Sinif Mucadelesi

Lübnan : İç savaş ve bölünme

Pazartesi 16 Haziran 2008

Bir haftalık iç savaştan sonra nispi olarak sükunete dönülmesi, Hizbullah ve Hasan Nasrallah için başarı oldu.

Fuad Sinyora hükümeti, 7 Mayıs’ta, Hizbullah’ın iletişim sistemini kanun dışı kıldığını ve partiye yakınlığı ile bilinen Beyrut havaalanı güvenlik sorumlusunu görevinden aldığını açıklayarak, Hizbullah’a karşı insiyatifi yeniden ele almaya girişti. Hizbullah milisleri, cevap olarak, havaalanını ablukaya alıp bloke etti ve Lübnan’ın başkenti Beyrut’un batısını işgal etti. Başbakan, bu iki kararı uygulayıp uygulamama işini orduya emanet ettiğini açıklayarak, 11 Mayıs’ta geri çekilmek zorunda kaldı. Ordu bunları uygulamamaya karar verince, Hizbullah milisleri Batı Beyrut’tan çekilip buranın kontrolünü orduya emanet ettiler.

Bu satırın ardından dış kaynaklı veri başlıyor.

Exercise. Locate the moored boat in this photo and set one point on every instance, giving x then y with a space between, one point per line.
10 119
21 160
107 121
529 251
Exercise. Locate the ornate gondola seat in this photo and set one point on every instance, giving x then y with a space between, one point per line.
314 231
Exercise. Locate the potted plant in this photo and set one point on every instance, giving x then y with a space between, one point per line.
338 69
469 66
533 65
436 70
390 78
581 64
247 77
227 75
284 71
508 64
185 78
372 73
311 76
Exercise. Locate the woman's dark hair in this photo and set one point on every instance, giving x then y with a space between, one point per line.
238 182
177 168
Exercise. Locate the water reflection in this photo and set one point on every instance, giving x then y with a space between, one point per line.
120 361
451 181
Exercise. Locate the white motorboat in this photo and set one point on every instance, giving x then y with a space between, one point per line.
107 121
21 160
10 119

Aylardan ve özellikle de İsrail’in Hizbullah’a karşı 2006 yazında itibaren başlattığı savaştan beri durum kilitlenmiş durumda. İsrail saldırılarının başarısızlığından güçlenerek çıkan Hizbullah, hükümette büyük bir yer istiyor. ABD, Fransa, Batılı güçler ve Batı yanlısı Arap rejimler tarafından desteklenen Başbakan Sinyora ve Said Hariri’nin “Geleceğin Akımı”, Nasrallah’ı İran ve Suriye rejimlerinin elinde bir piyon olmakla suçlayarak iktidara asılıyor ve onu şiddetle eleştiriyorlar. Bir uzlaşma olmaması nedeniyle, Cumhurbaşkanı seçimi erteleniyor ve farklı milis grupları tarafından kontrol altında tutulan bölgeler arasında bölünme olgusu yerleşiyor.

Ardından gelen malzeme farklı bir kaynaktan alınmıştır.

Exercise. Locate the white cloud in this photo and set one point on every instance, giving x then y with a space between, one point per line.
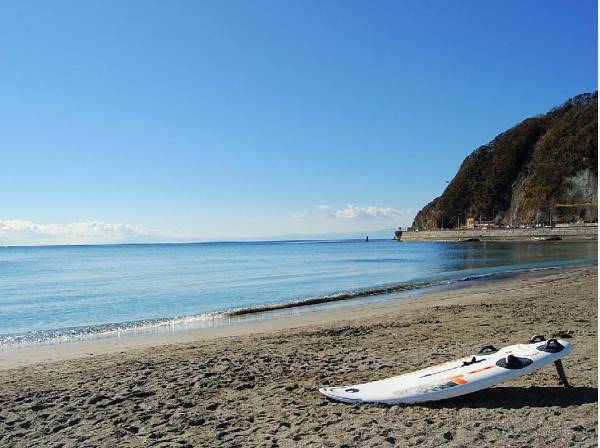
20 231
354 212
300 215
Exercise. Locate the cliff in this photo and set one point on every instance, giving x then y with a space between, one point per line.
546 167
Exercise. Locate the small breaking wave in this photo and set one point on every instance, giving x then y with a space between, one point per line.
204 320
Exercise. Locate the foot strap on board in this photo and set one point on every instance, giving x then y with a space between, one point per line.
561 373
487 350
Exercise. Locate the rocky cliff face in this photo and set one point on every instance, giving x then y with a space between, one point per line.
544 168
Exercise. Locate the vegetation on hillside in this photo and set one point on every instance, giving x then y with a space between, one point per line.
521 175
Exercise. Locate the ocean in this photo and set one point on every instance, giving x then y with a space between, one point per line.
58 294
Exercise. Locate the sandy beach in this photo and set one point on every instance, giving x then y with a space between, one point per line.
256 384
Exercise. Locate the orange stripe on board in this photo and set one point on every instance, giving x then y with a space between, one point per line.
458 379
480 370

Sinyora hükümetinin, Batılı müttefiklerinin baskısı altında Hizbullah’a karşı başarı kazanma girişimi başarısızlıkla sonuçlandı. Bu durum, içindeki farklı dinci gruplar nedeniyle parçalanmaktan korkarak Hizbullah’ı koruyup kollamak ve hükümeti kısmi olarak eleştirmek zorunda kalan ordunun hakem rolünü daha da arttırdı. Aynı zamanda dışarıdaki güçlü müttefiklerin orduyu desteklemeye niyetleri olmadığı görülüp kanıtlanınca, ordu bu durumdan zayıflamış çıktı. Krizde olan İsrail’ın, mevcut durumda Hizbullah’a karşı yen saldırı başlatabilmesi ise zor.

ABD, Lübnan açıklarında bir uçak gemisi gezdirerek varlığını hissettiriyor ve Suriye ve İran’ı sürekli tehdit ediyor olsa da, Irak ve Afganistan’da sıkışmış olduğundan, Lübnan’a müdahalede bulunarak yeni bir cephe oluşturmakta tereddüt etmektedir.

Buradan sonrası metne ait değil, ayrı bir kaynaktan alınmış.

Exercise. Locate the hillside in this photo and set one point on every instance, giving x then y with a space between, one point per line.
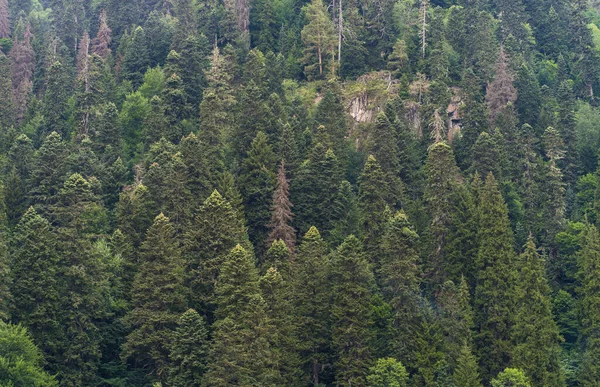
299 193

Lübnan halkının, Geleceğin Akımı’nın yöneticilerinin ülkeyi zincirle bağlamaya çalıştıkları Batılı ayrıcalıklı emperyalist müttefiklerin oynayacakları rolden elde edebilecekleri hiç bir çıkar yok. Lübnan üzerindeki himayesi sırasında Fransız sömürgeciliği tarafından yaratılan siyasal yapı, 1975-1990 yılları arasında ülkeyi iç savaşa götürdü. Bu yapı, inançlara dayalı politik sistem tarafından kurumsallaştırılmış dinci topluluklara bölünmeyle körüklendi ve dış müdahalelerle beslendi. Bu durumu onaylayan hıristiyan, daha sonra müslüman, sünni, ve dürzi toplulukların yöneticilerinin dik kafalılıkları, inatçılıkları, İsrail’in politikasının Gazze’de Hamas’ın güçlenmesine yol açması gibi, Şii müslüman topluluklarının bağrında, bu tavrın yarattığı sonuçlara karşı Hizbullah ve radikal islamcı partilerin güçlenmesine yol açıyor.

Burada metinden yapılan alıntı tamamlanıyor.